Youth Lagoon Play One Final Show In Bristol

by Hope Claydon

Trevor Powers spoke the truth. I was having a good time at this gig from the minute I got there - but then again, who wouldn’t enjoy a concert on a boat? The Thekla Nightclub has been moored on Bristol’s East Mud Dock since the 1990s. Seriously, it’s not some a club shaped like a boat, it literally is a converted 1950s cargo ship. In its time it’s welcomed the likes of Massive Attack, Portishead, Noah And The Whale and now Youth Lagoon, the dream-pop project of Idaho musician Trevor Powers. It’s a perfect backdrop. The Thekla is thick with mist the minute you step through the doors and the layout of the ship is so labyrinthine it feels like something you’d dream up (literally, there is no point trying to figure out the layout of the building because it makes no sense). It’s all very surreal and mystical, but then again, that’s exactly what Youth Lagoon’s music is like, so I guess it’s well-suited.

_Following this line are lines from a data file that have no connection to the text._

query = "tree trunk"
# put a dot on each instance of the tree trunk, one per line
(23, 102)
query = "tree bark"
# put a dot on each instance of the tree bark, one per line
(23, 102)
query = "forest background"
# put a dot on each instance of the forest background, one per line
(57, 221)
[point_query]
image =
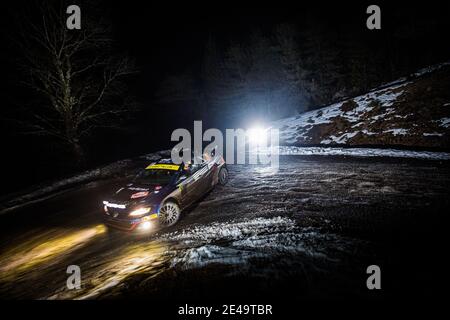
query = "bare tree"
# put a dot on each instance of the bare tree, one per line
(76, 76)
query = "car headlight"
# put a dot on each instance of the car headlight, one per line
(139, 212)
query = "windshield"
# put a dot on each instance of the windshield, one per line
(155, 176)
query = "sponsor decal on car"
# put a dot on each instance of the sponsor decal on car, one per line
(139, 195)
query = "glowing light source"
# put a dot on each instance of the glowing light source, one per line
(257, 135)
(146, 225)
(139, 212)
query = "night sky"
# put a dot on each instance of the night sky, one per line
(168, 39)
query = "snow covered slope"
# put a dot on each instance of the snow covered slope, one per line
(412, 111)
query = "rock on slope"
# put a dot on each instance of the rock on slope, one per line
(413, 111)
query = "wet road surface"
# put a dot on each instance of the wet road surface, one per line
(307, 230)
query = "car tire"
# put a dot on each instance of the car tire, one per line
(223, 176)
(169, 214)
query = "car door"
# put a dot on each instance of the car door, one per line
(189, 188)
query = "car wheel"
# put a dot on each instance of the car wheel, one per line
(223, 176)
(169, 214)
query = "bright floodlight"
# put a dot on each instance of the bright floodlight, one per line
(257, 136)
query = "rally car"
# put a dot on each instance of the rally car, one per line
(160, 192)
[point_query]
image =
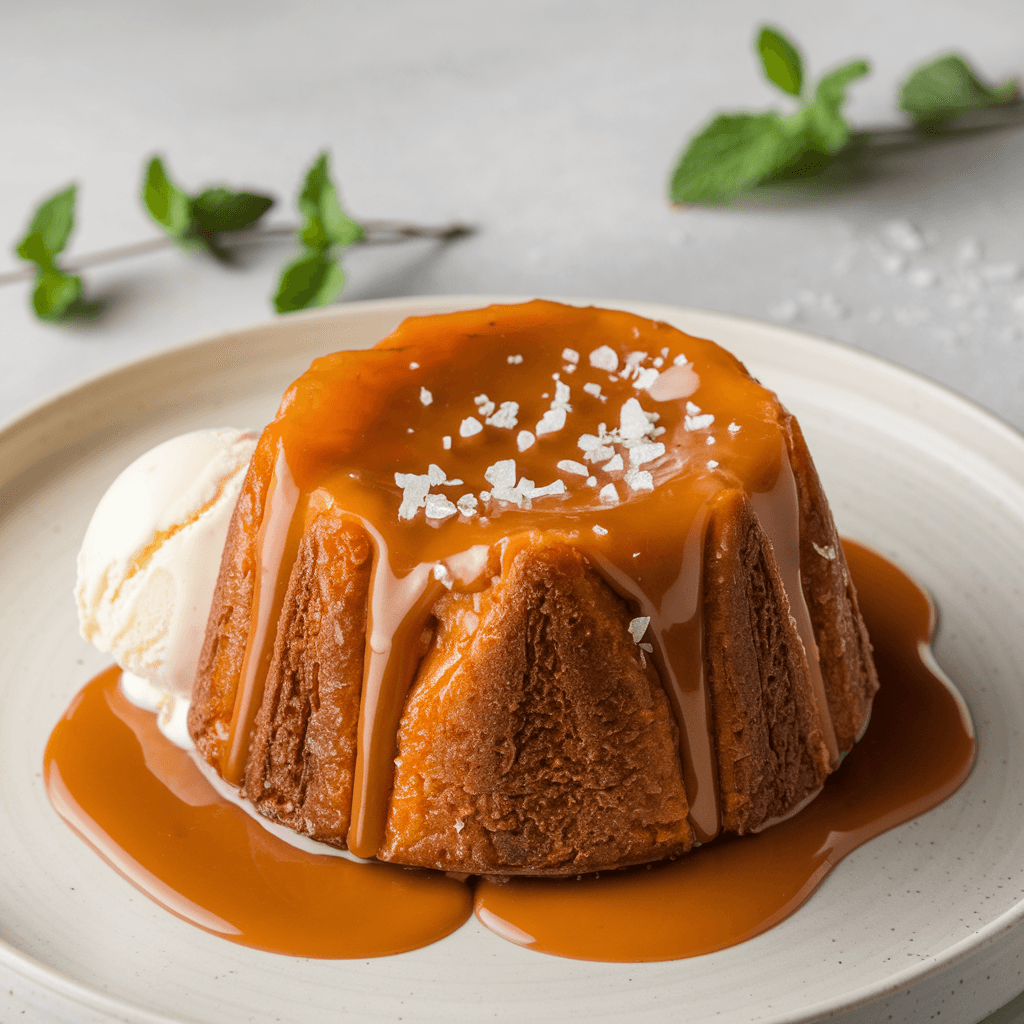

Support act Pixx bounded onto stage shortly after we arrived. Supporting bands can be a bit of a liability, can’t they, but Pixx - aka 19(!)-year-old Hannah Rodgers really held her own. She was incredibly sweet and genuinely humbled that people had arrived to come and watch her before the main event. But she had no need to be - both she and her accompanying band were fantastic. Pairing her Grimes-esque new-age aesthetic with an incredibly mature, lulling singing voice and ethereal, intricately arranged music really is quite something to watch live. Someone next to me murmured that she’s “very folktronica”; it’s floaty and haunting, with morphed instrumentals that make you feel like you’re underwater (fitting, really, seeing as we’re on the lower deck of a boat and thus genuinely underwater). Pixx’s beautifully melancholy opening set really added something to the evening, she gently stirred up the crowd enough to get everyone ready for the main event.

Half an hour later and the whole room (deck?) was packed out. The lights dimmed, people started mindlessly cheering at the fact the room was dark, and then Youth Lagoon bounded onto the stage. Powers cut a cool figure; he was dressed in a black and white kaleidoscope jumper, beer in hand. He took a second to energetically greet the crowd before plunging into No One Can Tell, off his Savage Hills Ballroom album.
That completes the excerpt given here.